Hey Eddie, sorry it's taken so long to weigh back in. I drove up from central California and been on the road since Sunday but got to the hotel this evening. Yep, we had the Lyon&Healy last year. I actually saw it again when I stayed over at Hal Johnson's on the way up. Hal is coming up tomorrow but don't think he's bringing the L&H.

----------


## bigskygirl

Hi All, was on my way, festival ticket and Hyatt reservation in hand, and got derailed yesterday and had to turn around and return home.  I was looking forward to the festival and meeting everyone.  Enjoy and see you next year!

----------


## mrmando

Hey, for all of you music readers, the Seattle Mandolin Orchestra will crash Wintergrass on Saturday: 

Before there was bluegrass, there were mandolin orchestras. Now for the first time at Wintergrass, the Seattle Mandolin Orchestra brings back the days when large mandolin ensembles roamed the earth. Join us for an informal session in the Madrona Room (3rd floor) at 6 p.m. on Saturday, Feb. 27.  Free—no festival admission required.

If you read music and play guitar, bass or a mandolin-family instrument (mandolin, mandola or mandocello), you're welcome to sit in and sight-read with us on a program of American, Italian and Brazilian music. We'll have one tune that calls for fiddles and violas, so bring those as well. See you there!

----------


## Denman John

Wow ~ I'm still coming down from Wintergrass and can't believe how fast the week has blown by.  It was the first time we stayed at the Hyatt, and it was a totally different experience from last year. No need to carry bags or jackets  :Smile:   The kids were in the Youth Academy and I can't say enough good things about it.  The teaching staff were incredible with the kids and they learned so much disguised as fun.  There were over 100 kids there ranging from 6~13 and a good range of levels. They broke them into 8 groups and worked up a couple of new songs each, along with the 3 pre-assigned songs that everyone learned before hand. Everyone found a place to fit in. Youth Jams were also hosted every evening. If you're kids play music and live in the PNW/BC, definitely check it out and you'll be surprised how reasonable it is considering how much they offer.

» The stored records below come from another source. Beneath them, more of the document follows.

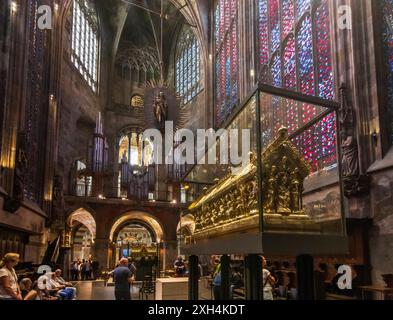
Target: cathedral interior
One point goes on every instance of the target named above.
(91, 90)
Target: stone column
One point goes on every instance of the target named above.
(102, 253)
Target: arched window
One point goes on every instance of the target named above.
(134, 151)
(227, 59)
(137, 101)
(295, 45)
(295, 53)
(386, 8)
(85, 42)
(187, 66)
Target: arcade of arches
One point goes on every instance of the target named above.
(79, 178)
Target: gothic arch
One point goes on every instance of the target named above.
(142, 217)
(84, 217)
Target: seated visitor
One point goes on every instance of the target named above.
(9, 288)
(69, 286)
(37, 294)
(180, 267)
(25, 286)
(61, 290)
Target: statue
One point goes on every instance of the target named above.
(160, 108)
(355, 183)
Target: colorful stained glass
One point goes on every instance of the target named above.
(324, 52)
(289, 64)
(276, 71)
(85, 41)
(295, 47)
(187, 66)
(227, 58)
(305, 57)
(387, 36)
(301, 7)
(275, 28)
(263, 32)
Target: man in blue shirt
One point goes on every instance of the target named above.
(122, 277)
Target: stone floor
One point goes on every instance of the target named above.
(96, 290)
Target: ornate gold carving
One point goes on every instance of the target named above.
(235, 197)
(283, 176)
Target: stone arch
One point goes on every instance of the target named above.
(138, 216)
(84, 217)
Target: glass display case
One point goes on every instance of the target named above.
(287, 198)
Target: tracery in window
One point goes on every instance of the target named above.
(85, 42)
(226, 59)
(295, 53)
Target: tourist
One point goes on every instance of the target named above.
(268, 281)
(68, 285)
(122, 277)
(60, 290)
(180, 267)
(74, 271)
(9, 288)
(95, 267)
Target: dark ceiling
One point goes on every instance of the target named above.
(138, 29)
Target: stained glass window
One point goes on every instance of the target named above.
(295, 50)
(85, 44)
(387, 36)
(187, 66)
(227, 58)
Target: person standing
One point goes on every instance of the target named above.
(9, 288)
(122, 277)
(180, 267)
(216, 280)
(268, 281)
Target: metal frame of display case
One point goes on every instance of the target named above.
(268, 242)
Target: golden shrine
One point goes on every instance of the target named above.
(232, 204)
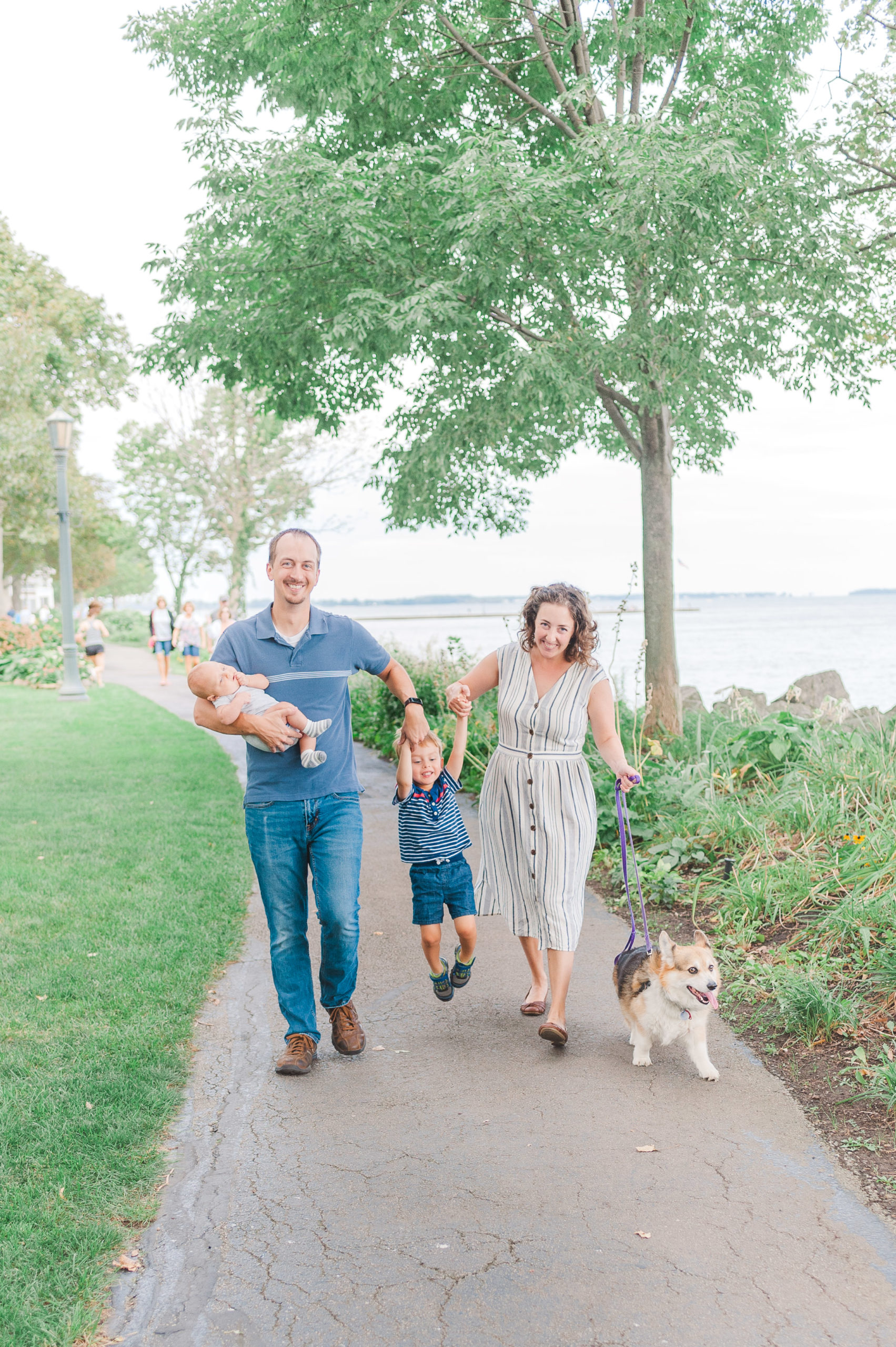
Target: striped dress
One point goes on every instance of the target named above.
(537, 811)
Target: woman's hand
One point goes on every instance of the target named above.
(458, 698)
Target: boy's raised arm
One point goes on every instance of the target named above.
(458, 748)
(403, 776)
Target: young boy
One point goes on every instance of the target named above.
(231, 693)
(433, 837)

Here is a video someone posted online from their rehearsal. 



The show that I had the most fun at was Scythian.  Great celtic dance band that gets everyone participating. Solas were also a highlight. My son really liked Hound Tooth Boys featuring Jake Jolliff.  Just walking down the hallways you see/hear music that's as good as inside the venues.  Music everywhere!

Greg Boyd's room had some nice instruments in there and the McClanahan they were offering was really nice. Nice selection of leather straps as well.  The Luthier's Room was like a candy store.  Some really nice instruments in there and I would have easily walked out of there with a GOM built by Jayson Bowerman if I had the money.  

My son asked me if I could post this video on the mandolin cafe. It's from a jam he found himself in late Saturday night.




Anybody else have any reports, pictures or videos they want to share.  I saw lots of cameras  :Wink:

----------